In less than two months, U.S. customs agents in Texas have busted two multimillion-dollar shipments of counterfeit goods from China. The seized goods included knockoffs of popular apparel brands such as Adidas, Calvin Klein, Nike, Under Armor, and Diesel; luxury designer brands like Chanel, Coach, Fendi, Gucci, Hugo Boss, Louis Vuitton, and Yves St. Laurent; popular electronics and watch brands like Apple, Casio, Rolex, Samsung, Sony, and LG; and fake DC and Marvel Comics. On July 3, the customs agents tallied up what was inside the boxes—181,615 pieces of trademark-infringed merchandise, with an estimated street value of more than $42.9 million – had the goods been authentic.

Brands regularly devote significant resources to brand enforcement efforts and litigation to crack down on the counterfeit profession. Some companies like Louis Vuitton even utilize an “anti-counterfeiting” measure that shows a holographic logo under a tag to prove authenticity. Counterfeit goods have become sophisticated and so identical to the point where it is almost impossible to decipher the real from the fake.

The volume of fakes sold is at a high due to the ease of access consumers have to purchase counterfeit goods. Individuals can log onto websites like “Reddit” and “Taobao” and purchase AAA replica goods with the click of a button and have them shipped fairly quickly. Some individuals make a living off of buying counterfeit goods at low price points and scam consumers into buying the goods at a little below the authentic price point.

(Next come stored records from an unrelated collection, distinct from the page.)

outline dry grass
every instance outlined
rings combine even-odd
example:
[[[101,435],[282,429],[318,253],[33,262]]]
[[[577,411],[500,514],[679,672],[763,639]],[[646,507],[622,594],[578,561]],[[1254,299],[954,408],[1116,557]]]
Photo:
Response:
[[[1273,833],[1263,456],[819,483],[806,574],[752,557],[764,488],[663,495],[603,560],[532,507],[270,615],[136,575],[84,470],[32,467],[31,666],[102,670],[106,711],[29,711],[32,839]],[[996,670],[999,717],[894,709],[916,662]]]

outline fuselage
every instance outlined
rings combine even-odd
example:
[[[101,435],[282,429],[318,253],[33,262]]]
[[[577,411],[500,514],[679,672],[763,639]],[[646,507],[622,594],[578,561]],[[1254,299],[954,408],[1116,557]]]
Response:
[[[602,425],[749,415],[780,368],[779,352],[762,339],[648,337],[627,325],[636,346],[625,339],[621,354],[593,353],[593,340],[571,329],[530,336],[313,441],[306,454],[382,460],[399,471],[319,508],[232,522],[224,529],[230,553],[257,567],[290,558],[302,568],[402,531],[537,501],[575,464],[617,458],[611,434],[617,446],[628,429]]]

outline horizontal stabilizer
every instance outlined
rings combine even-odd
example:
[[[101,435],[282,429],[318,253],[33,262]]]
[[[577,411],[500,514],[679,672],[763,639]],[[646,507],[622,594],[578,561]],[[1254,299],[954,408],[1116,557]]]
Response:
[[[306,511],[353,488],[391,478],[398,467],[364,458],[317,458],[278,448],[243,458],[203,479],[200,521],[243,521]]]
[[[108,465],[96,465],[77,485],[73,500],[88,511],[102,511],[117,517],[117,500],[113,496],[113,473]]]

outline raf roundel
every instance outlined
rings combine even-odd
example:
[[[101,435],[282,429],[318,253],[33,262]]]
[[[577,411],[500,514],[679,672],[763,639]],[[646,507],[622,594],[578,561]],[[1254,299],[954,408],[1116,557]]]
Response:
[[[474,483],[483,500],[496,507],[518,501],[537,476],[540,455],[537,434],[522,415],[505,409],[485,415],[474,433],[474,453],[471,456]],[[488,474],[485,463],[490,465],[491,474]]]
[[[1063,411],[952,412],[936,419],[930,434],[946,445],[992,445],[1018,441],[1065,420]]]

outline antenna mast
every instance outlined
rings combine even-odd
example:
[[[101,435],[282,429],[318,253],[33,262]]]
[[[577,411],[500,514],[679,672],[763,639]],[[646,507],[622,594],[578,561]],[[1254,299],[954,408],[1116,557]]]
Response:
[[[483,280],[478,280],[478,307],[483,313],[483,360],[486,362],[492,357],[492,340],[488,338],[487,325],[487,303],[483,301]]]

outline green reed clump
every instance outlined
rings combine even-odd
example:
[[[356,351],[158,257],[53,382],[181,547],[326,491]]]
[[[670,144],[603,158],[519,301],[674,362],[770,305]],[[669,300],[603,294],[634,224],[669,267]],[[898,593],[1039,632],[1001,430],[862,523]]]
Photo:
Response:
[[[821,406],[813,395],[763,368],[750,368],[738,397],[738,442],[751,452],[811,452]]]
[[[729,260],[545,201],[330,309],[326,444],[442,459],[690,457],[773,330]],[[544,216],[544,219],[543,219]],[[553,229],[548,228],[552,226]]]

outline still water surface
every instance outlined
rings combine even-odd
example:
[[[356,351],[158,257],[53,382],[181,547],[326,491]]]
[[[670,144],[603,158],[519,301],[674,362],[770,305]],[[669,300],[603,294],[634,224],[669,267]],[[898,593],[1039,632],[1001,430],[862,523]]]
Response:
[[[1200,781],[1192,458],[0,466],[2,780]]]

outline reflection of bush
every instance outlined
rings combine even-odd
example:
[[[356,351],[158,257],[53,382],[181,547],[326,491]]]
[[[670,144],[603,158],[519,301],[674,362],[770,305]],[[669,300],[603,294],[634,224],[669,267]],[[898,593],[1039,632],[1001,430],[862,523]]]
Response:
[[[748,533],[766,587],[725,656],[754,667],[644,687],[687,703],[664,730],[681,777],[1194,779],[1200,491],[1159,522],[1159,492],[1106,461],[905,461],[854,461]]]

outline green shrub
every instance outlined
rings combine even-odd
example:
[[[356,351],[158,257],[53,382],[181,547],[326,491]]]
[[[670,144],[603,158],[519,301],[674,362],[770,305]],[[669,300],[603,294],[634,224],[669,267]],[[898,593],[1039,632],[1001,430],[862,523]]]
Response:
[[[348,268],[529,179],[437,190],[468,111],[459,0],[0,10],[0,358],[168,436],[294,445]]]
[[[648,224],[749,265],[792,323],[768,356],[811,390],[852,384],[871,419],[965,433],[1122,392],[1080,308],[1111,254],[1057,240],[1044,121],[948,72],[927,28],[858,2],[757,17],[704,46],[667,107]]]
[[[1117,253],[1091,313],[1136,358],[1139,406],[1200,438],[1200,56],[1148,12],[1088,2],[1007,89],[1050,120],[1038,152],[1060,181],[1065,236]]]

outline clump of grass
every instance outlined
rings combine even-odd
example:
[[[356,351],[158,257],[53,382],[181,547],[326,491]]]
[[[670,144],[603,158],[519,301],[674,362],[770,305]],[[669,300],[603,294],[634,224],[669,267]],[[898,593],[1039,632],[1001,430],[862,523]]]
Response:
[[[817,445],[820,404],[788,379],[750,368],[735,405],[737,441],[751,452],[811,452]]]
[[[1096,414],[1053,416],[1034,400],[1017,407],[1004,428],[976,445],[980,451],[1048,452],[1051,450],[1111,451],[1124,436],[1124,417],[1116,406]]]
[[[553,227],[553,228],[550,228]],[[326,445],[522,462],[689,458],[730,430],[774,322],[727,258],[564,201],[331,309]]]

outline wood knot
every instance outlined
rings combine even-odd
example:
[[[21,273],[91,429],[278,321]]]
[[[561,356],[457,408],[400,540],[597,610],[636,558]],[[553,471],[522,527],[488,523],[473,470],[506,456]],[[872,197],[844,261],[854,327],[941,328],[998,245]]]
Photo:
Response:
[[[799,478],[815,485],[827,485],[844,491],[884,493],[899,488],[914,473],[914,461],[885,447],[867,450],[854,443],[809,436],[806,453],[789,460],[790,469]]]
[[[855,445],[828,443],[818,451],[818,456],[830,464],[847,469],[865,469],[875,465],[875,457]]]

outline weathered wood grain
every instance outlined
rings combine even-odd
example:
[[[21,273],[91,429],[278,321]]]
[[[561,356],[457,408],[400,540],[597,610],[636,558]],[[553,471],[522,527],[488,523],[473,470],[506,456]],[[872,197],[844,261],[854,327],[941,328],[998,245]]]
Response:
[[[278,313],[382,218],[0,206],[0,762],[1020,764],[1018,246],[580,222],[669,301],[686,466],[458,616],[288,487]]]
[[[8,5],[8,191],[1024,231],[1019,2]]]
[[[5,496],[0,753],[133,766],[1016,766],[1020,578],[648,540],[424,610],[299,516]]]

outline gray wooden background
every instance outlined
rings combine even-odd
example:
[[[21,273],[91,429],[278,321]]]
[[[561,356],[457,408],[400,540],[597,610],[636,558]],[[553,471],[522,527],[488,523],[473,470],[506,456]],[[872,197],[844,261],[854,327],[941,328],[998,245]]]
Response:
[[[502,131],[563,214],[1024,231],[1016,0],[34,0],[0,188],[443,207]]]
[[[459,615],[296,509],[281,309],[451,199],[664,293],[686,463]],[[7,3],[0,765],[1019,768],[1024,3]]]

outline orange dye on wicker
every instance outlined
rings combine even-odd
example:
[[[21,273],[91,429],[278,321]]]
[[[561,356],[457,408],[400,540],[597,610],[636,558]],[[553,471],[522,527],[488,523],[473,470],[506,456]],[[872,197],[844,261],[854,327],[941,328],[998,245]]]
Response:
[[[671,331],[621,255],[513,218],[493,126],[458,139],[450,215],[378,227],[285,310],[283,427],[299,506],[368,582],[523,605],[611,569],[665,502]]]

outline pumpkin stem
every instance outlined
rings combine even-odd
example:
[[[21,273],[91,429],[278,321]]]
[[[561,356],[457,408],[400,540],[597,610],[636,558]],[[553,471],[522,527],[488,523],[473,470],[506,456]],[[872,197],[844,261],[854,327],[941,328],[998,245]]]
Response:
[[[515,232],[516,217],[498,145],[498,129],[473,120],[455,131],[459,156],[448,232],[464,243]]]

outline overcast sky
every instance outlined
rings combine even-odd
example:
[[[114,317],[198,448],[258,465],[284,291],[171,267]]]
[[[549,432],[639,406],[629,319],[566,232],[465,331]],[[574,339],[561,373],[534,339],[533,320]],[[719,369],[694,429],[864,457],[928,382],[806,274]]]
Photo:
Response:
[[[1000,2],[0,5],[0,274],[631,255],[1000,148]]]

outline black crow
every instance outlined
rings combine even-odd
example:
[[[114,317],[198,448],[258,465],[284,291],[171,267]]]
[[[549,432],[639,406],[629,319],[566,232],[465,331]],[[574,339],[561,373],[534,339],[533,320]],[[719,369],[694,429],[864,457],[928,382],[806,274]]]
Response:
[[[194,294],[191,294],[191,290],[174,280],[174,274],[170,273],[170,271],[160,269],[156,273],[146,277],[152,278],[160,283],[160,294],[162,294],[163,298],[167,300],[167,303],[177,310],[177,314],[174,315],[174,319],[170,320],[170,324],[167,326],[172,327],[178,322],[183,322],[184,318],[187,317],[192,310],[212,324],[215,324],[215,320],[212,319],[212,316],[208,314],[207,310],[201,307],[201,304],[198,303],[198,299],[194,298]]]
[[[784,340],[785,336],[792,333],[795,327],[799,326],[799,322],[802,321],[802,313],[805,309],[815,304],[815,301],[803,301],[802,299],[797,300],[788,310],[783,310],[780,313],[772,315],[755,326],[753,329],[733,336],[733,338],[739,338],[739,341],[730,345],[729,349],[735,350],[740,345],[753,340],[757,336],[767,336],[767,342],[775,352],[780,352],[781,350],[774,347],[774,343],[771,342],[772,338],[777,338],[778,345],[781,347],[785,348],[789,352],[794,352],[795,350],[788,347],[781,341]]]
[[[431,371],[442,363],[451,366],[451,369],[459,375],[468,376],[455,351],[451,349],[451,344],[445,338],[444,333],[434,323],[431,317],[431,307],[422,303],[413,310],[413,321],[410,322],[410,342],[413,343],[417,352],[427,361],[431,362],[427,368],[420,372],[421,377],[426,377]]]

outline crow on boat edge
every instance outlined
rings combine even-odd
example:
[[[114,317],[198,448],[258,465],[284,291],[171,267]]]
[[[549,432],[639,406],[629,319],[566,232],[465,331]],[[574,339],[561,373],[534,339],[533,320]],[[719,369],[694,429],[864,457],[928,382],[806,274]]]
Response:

According to a 2017 report commissioned by the International Trademark Association (“INTA”) and the International Chamber of Commerce (“ICC”), the global economic value of counterfeiting and piracy could reach $2.3 trillion by 2022, up from $1.7 trillion in 2015. Research & Markets' 2018 Global Brand Counterfeiting Report echoed this prediction, describing the counterfeit market as "booming rapidly," and asserting that "globalization of trade and communication has offered unparalleled opportunities for organized crimes to engage in illicit trade and counterfeiting so as to increase their economic influence".

Although China is the source of most of the world’s counterfeit goods, the Chinese officials have begun to crack down on the production of counterfeit goods within their borders. According to a 2017 report on intellectual property rights (IPR) seizure by the U.S. Department of Homeland Security, there were 34,143 IPR seizures in the United States in 2017, an increase of 8 percent from 2016, of which 46 percent originated from China and 32 percent originated from Hong Kong, followed by Vietnam in third place with 19 percent.